Note also that the previous King of Persia ripped the scroll that the Prophet peace be upon him sent, and ordered two Yemenis to arrest the Prophet and bring him to Persia. When the two Yemenis arrived in Medina, the story goes that the Prophet, peace be upon him, told them that Allah told him that their king was killed in the same morning. The Prophet, therefore, sent another message to the new king and invited him to embrace Islam. This is the context in which the Prophet, peace be upon him, said that the Persians will never be successful under the leadership of their new queen – not because she is a female but because of the continuous killing of the kings and princes.
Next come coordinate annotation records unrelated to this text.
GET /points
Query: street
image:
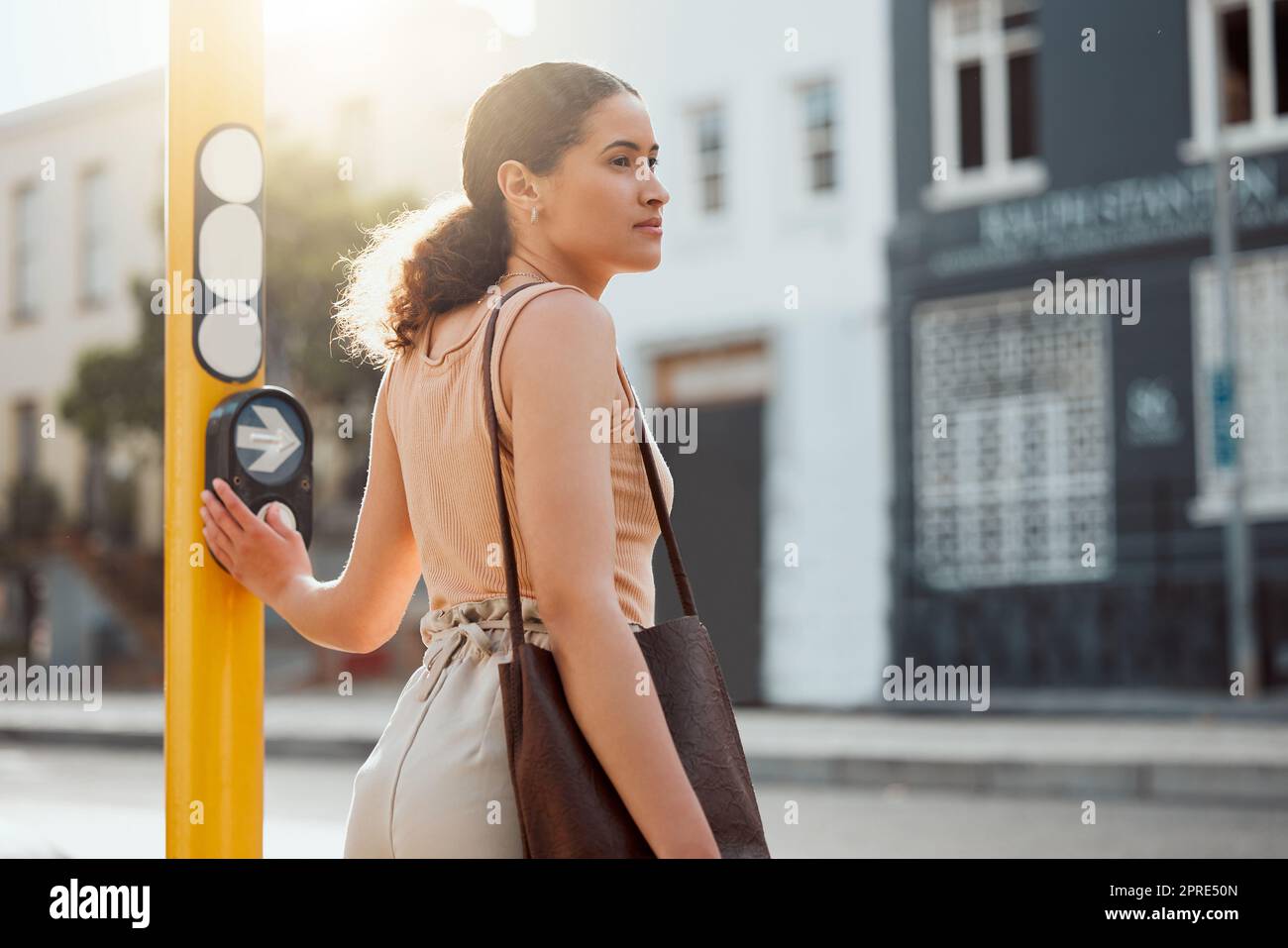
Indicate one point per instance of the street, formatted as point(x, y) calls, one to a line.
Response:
point(110, 804)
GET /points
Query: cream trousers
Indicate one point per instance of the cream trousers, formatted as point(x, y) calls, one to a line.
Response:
point(437, 785)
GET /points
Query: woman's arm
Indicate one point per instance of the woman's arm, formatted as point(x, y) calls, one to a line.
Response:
point(561, 364)
point(362, 608)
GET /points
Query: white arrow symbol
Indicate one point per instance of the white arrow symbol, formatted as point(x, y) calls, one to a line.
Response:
point(275, 440)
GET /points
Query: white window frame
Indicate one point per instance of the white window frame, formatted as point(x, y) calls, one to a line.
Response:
point(1266, 130)
point(806, 132)
point(26, 277)
point(1263, 416)
point(1000, 176)
point(93, 237)
point(697, 115)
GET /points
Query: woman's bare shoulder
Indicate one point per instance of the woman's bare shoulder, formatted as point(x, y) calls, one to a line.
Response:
point(559, 334)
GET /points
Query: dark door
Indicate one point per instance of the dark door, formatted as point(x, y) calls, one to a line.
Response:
point(717, 524)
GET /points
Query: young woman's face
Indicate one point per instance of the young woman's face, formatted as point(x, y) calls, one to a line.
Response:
point(591, 207)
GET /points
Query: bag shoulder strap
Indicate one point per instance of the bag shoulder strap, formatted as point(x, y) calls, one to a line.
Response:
point(511, 570)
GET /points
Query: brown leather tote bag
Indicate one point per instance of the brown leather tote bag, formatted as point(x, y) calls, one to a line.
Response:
point(568, 806)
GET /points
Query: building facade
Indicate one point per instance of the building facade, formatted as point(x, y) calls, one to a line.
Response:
point(81, 215)
point(1061, 423)
point(760, 340)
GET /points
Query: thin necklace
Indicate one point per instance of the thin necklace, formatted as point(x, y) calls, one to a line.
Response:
point(518, 273)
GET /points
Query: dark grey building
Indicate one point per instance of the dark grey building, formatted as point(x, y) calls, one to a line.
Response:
point(1060, 446)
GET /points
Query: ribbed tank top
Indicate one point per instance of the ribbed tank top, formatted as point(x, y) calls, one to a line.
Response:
point(438, 415)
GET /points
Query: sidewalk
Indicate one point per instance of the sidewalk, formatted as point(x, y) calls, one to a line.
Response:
point(1179, 749)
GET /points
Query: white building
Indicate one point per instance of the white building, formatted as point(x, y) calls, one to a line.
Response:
point(80, 211)
point(768, 316)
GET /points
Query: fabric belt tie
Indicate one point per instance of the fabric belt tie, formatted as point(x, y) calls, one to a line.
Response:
point(439, 653)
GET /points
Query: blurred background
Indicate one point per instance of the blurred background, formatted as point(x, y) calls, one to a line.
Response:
point(898, 459)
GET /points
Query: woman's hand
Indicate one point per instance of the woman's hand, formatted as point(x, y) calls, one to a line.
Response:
point(262, 556)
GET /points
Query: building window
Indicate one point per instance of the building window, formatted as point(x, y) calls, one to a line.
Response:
point(1013, 449)
point(708, 128)
point(1258, 287)
point(818, 104)
point(984, 101)
point(94, 266)
point(1247, 43)
point(25, 263)
point(27, 428)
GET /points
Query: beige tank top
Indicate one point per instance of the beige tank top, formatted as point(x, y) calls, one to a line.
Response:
point(438, 414)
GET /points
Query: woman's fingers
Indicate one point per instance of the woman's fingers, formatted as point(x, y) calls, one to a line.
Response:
point(215, 514)
point(219, 546)
point(241, 514)
point(214, 530)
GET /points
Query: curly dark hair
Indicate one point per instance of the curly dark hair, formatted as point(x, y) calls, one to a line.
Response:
point(429, 261)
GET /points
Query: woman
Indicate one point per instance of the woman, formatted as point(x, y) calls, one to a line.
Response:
point(558, 170)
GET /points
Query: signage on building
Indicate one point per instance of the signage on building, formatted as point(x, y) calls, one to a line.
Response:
point(1113, 217)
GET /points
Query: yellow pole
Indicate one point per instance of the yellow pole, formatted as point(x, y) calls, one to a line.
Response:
point(214, 629)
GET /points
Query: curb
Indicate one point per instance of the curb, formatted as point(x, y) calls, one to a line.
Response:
point(1248, 785)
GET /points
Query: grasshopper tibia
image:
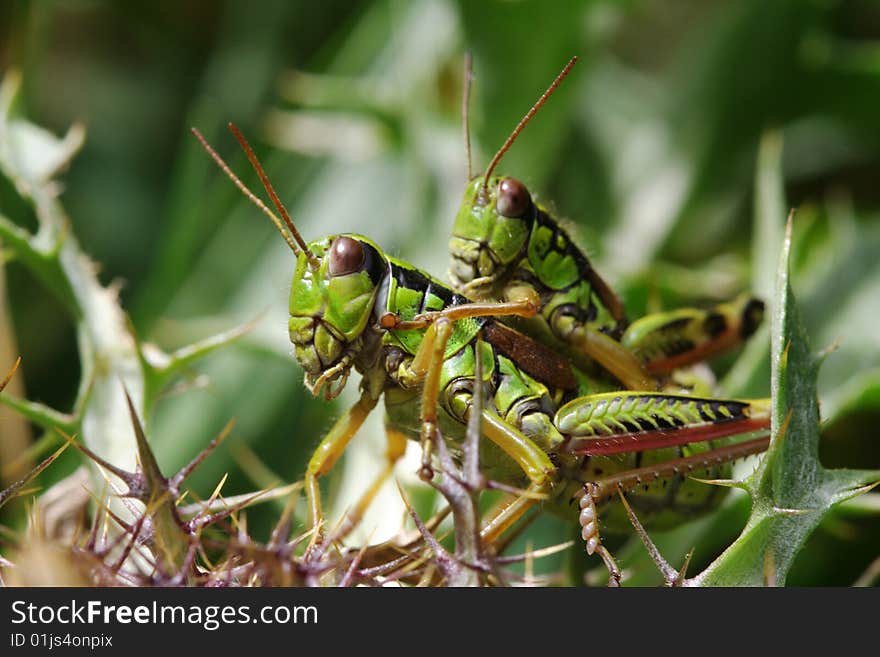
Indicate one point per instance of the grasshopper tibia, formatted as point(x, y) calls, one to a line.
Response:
point(589, 522)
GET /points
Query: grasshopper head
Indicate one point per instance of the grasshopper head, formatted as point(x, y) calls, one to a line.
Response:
point(490, 234)
point(331, 304)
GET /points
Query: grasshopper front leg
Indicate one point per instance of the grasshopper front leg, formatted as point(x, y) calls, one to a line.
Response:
point(328, 452)
point(531, 459)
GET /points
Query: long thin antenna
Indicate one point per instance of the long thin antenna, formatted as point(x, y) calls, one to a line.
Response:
point(465, 109)
point(244, 190)
point(528, 117)
point(313, 261)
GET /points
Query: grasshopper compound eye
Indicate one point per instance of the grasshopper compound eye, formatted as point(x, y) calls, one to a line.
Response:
point(513, 198)
point(346, 256)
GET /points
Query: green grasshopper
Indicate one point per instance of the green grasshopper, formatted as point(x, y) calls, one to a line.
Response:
point(505, 247)
point(417, 342)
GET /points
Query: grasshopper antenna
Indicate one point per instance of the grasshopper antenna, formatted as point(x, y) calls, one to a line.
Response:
point(246, 147)
point(522, 124)
point(244, 190)
point(465, 108)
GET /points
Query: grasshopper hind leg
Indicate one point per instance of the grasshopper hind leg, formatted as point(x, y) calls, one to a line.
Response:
point(589, 522)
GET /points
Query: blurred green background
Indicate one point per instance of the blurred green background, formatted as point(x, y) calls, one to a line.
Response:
point(649, 148)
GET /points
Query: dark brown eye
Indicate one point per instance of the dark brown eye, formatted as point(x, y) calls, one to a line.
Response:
point(346, 256)
point(513, 198)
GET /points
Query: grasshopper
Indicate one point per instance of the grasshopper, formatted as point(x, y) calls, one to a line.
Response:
point(506, 247)
point(416, 342)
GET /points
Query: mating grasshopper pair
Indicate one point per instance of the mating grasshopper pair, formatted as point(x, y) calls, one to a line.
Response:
point(575, 403)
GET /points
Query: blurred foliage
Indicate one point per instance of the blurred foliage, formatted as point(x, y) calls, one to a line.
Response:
point(651, 148)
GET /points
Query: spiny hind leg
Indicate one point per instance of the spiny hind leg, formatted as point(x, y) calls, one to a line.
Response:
point(589, 522)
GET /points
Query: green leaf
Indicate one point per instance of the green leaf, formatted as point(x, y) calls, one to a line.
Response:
point(790, 489)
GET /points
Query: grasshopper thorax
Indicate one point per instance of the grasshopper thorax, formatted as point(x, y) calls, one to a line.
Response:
point(490, 234)
point(331, 306)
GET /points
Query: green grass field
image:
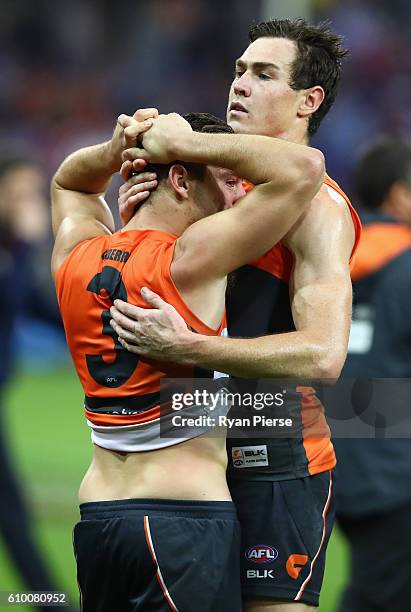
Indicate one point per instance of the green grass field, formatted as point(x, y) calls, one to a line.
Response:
point(51, 446)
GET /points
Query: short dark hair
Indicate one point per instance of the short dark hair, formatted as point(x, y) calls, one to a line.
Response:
point(318, 62)
point(382, 163)
point(200, 122)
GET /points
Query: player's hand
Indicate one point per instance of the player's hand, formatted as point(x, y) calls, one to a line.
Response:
point(135, 190)
point(160, 142)
point(158, 332)
point(127, 132)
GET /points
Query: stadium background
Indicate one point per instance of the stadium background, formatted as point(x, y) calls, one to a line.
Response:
point(67, 69)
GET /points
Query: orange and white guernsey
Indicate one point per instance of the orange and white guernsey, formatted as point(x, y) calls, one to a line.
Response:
point(122, 390)
point(258, 305)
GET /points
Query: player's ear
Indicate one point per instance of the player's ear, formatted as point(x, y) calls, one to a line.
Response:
point(311, 101)
point(178, 177)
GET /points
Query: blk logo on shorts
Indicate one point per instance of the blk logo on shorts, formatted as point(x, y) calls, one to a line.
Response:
point(294, 565)
point(261, 554)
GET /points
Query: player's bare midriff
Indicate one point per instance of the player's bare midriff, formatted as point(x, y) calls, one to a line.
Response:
point(194, 470)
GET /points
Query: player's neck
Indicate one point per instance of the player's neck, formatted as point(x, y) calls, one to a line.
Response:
point(161, 215)
point(297, 134)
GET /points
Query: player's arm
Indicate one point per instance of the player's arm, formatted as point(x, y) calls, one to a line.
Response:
point(322, 242)
point(321, 297)
point(79, 210)
point(286, 177)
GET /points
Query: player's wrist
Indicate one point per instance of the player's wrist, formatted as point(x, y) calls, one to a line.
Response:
point(111, 156)
point(186, 146)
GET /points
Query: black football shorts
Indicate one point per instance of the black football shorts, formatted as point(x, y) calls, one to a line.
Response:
point(139, 555)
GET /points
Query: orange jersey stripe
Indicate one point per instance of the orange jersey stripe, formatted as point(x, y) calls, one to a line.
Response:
point(381, 242)
point(96, 273)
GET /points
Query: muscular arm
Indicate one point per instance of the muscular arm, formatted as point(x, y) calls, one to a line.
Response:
point(286, 176)
point(79, 211)
point(321, 241)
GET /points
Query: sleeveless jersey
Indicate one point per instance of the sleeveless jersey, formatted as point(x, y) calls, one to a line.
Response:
point(258, 304)
point(122, 390)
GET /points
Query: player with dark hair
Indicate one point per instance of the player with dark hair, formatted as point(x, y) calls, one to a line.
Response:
point(158, 528)
point(289, 315)
point(374, 484)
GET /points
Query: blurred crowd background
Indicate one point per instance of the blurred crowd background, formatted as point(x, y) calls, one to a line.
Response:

It is very important, from a methodological point of view, to put the hadith narrations within the context of the Quranic scripts that address the same issues. The Quran does present several women as “examples,” and the most obvious example in this context is the Queen of Sheba’s leadership, which was quite a successful leadership. The Quran states (excerpts from: 27:29-44):

When the Queen had read Solomon’s letter, she said: “O you nobles! A truly distinguished letter has been conveyed unto me. Behold, it is from Solomon, and it says, ‘In the name of God, The Most Gracious, The Dispenser of Grace: God says: Exalt not yourselves against Me, but come unto Me in willing surrender!'” She added: “O you nobles! Give me your opinion on the problem with which I am now faced; I would never make a weighty decision unless you are present with me.” They answered: “We are endowed with power and with mighty prowess in war – but the command is yours; consider, then, what you would command.” She said: “Verily, whenever kings enter a country they corrupt it, and turn the noblest of its people into the most abject. And this is the way they always behave. Hence, behold, I am going to send a gift to those people, and await whatever answer the envoys bring back.” Now when the Queen’s messenger came unto Solomon, he said: “Do you people mean to add to my wealth? But that which God has given me is so much better than all that He has given you! Nay, it is only such as you that would rejoice in this gift of yours! “Go back to them! For, God says: ‘We shall most certainly come upon them with forces which they will never be able to withstand, and shall most certainly cause them to be driven from that land of theirs, despicable and humbled’!'” When Solomon learned that the Queen was coming, he said to his council: “O you nobles! Which of you can bring me her throne before she and her followers come unto me in willing surrender to God?” … And so, as soon as she arrived, she was asked: “Is your throne like this?” She answered: “It is as though it were the same!” And Solomon said to his nobles: “She has arrived at the truth without any help from us, although it is we who have been given divine knowledge before her, and have long ago surrendered ourselves unto God! … After a while she was told: “Enter this court!” – but when she saw it, she thought that it was a fathomless expanse of water, and she bared her legs. Said he: “Behold, it is but a court smoothly paved with glass!” Cried she: “O my Sustainer! I have been sinning against myself, but now I have surrendered myself, with Solomon, unto the Sustainer of all the worlds!”

The Queen of Sheba is by all standards an example of a “successful” leadership, which is not compatible with the wrong interpretation of the above hadith. The claim that the Queen’s story in the Quran is somehow “abrogated” or “does not apply to Muslims,” is not even worth discussing.

[1] Bukhari 4425, and Nasa’i 8/227 under the chapter titled: “Forbidding the rulership of women”.

[2] Al-Zahabi, Siyar A’lam al-Nubala, Beirut: Al-Risala, 2001, 3/5.